May 25, 2009
from flickr by dfarber
There is no one, it seems, that the U.S. mainstream news media loves more than Colin Powell, a "moderate" Republican who gives a careerist journalist the chance to do some smart positioning in the "center." But the truth about this retired four-star general is that he is the ultimate careerist.
That was apparent again during Powell's May 24 interview on CBS' "Face the Nation" as Powell juxtaposed himself as the reasonable Republican in contrast to former Vice President Dick Cheney, who vowed last week that there was "no middle ground" in the "war on terror."
The press coverage of Powell's CBS appearance focused on his reaffirmation of his membership in the Republican Party--after Cheney and talk show host Rush Limbaugh suggested that he should or had already left the party--and on Powell's reasonable talk about the GOP's need to be "more inclusive."
Given far less attention was Powell's disingenuous response to Bob Schieffer's question about the ex-Secretary of State's knowledge regarding "enhanced interrogation techniques," which the International Committee of the Red Cross and virtually all other objective observers say constituted torture.
Powell, who was a member of President George W. Bush's Principals Committee which oversaw the interrogation policies, claimed to have been kept mostly out of the loop.
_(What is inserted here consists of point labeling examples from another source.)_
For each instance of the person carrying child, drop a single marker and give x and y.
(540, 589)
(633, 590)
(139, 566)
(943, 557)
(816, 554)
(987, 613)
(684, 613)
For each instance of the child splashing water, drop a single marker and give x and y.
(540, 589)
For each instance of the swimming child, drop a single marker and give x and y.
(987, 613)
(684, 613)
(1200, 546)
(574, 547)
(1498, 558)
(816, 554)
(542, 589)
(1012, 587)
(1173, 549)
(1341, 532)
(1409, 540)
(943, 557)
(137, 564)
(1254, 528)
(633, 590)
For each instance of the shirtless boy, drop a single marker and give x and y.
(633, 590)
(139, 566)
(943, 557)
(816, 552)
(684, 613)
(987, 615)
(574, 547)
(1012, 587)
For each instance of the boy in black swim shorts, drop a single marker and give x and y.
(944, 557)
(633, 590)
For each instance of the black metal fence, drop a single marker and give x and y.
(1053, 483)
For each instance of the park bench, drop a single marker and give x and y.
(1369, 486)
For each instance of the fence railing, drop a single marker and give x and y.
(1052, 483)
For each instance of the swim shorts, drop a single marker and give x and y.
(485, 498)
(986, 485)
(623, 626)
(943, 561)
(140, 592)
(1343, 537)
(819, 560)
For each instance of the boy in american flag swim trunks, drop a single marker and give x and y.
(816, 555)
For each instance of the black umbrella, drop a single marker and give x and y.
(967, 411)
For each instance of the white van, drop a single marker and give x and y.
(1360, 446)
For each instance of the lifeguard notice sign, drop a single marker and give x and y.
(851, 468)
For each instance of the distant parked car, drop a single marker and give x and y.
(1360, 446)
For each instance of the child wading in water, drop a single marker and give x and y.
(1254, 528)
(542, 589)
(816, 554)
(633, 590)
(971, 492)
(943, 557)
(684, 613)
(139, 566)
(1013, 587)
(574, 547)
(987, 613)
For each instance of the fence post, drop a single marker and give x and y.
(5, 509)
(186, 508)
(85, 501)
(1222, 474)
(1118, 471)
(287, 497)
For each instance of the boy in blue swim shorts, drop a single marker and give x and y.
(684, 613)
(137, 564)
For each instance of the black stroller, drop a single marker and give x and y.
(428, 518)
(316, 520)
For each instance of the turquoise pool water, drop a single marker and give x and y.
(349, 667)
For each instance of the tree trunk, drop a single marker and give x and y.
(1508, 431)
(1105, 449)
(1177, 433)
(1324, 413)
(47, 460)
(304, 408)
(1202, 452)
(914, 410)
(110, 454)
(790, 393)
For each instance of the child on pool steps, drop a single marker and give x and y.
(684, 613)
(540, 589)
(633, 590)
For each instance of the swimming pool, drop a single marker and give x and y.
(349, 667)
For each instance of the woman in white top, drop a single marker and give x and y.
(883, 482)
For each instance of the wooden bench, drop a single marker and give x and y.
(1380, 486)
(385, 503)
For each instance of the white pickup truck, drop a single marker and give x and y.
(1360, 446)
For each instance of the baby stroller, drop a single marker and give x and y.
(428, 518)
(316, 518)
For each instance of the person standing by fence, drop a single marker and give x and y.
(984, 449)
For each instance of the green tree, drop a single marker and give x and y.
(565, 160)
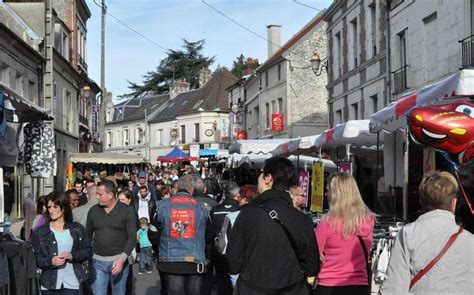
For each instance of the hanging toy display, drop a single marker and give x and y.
(448, 128)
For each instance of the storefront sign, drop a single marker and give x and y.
(225, 124)
(317, 188)
(303, 181)
(345, 167)
(278, 122)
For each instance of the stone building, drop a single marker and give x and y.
(152, 126)
(286, 84)
(67, 89)
(357, 59)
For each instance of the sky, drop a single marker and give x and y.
(166, 22)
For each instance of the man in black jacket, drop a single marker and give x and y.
(259, 247)
(216, 220)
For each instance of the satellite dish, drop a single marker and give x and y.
(235, 108)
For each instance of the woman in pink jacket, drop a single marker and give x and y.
(344, 237)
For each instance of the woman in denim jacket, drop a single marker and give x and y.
(62, 248)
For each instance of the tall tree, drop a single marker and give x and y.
(184, 63)
(241, 63)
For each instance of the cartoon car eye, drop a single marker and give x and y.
(465, 109)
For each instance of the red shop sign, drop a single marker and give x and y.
(278, 122)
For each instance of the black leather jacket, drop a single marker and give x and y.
(45, 248)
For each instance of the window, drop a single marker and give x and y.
(373, 26)
(337, 54)
(65, 46)
(196, 133)
(161, 137)
(257, 116)
(108, 139)
(354, 111)
(126, 137)
(279, 72)
(338, 117)
(32, 93)
(183, 134)
(5, 74)
(374, 106)
(354, 42)
(68, 112)
(19, 84)
(267, 116)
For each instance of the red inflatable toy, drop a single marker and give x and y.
(449, 128)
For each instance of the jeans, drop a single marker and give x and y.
(183, 284)
(60, 292)
(101, 275)
(146, 259)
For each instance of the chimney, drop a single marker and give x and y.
(250, 66)
(179, 86)
(204, 76)
(274, 39)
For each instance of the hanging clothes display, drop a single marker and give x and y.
(23, 273)
(40, 151)
(4, 272)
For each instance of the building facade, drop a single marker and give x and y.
(284, 90)
(357, 59)
(152, 126)
(67, 89)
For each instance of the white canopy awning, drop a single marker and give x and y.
(393, 116)
(353, 132)
(264, 146)
(105, 158)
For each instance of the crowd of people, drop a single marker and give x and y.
(203, 235)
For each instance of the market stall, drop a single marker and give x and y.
(393, 119)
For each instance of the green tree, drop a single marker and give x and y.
(183, 64)
(241, 63)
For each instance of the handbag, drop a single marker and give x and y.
(274, 215)
(367, 262)
(433, 262)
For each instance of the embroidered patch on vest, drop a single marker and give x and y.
(182, 223)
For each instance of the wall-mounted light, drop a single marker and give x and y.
(319, 65)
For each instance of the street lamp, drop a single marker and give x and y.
(318, 65)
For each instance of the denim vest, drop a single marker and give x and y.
(183, 221)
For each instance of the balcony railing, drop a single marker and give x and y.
(83, 120)
(467, 52)
(400, 79)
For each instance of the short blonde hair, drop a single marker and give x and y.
(437, 190)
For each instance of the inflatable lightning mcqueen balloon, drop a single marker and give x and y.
(448, 128)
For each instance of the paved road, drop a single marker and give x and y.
(147, 283)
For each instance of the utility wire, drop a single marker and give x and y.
(239, 24)
(165, 50)
(306, 5)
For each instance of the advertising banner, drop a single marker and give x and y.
(345, 167)
(317, 188)
(278, 122)
(303, 182)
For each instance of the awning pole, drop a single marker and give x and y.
(405, 175)
(377, 167)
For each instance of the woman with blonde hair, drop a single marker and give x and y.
(344, 238)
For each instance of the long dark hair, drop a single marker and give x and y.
(129, 195)
(60, 199)
(282, 171)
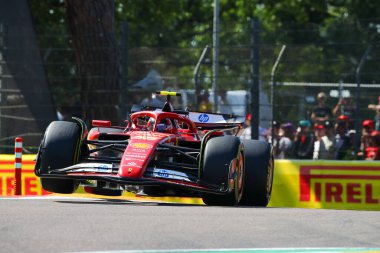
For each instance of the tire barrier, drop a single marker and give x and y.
(297, 183)
(327, 184)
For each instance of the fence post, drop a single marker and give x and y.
(18, 165)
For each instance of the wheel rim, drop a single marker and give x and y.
(239, 180)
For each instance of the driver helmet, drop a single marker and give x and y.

He asserted that he was "not privy" to the legal memos authorizing the abusive treatment.
"I think it was unfortunate but we had a system that kept that in a very compartmented manner," Powell said. "And so I was apart that these enhanced interrogation techniques were being considered. And they were judged not to be torture at the time."
Powell also repeated the all-purpose Cheney-Bush excuse for all manner of sins: "9/11."
"Facing the possibility of a 9/11, you had to give some--some flexibility to the CIA," Powell said. "It's easy now in the cold light of day to look back and say, you shouldn't have done any of that."
So what was it? Did Powell participate in the Principals Committee as it--according to some reports--"choreographed" the torture sessions or didn't he? Did he favor giving the CIA "some flexibility" or was he "apart" from the abusive techniques, including the near-drowning of waterboarding, that he says "were judged not to be torture"?
For a Washington press corps that has been up in arms challenging House Speaker Nancy Pelosi's claim that the CIA obscured key details of the harsh interrogations from congressional leaders, it was impressive to see how little skepticism was evinced by Powell's claim of ignorance from his seat on Bush's Principals Committee.
Powell deflected attention from his dubious torture explanation by boldly rejecting one of the new absurd "wedge" issues developed by the Republican Right, that it would be dangerous to bring accused terrorists from the Guantanamo Bay prison to the United States for trial or incarceration. But Powell then maneuvered himself back to the "center" by also criticizing President Barack Obama's handling of the Guantanamo issue.
While saying that the Guantanamo prisoners could safely come to the United States, Powell faulted Obama for not moving faster on the prison closing and "frankly giving enough time to opponents of it to marshal their forces as to why we shouldn't do this."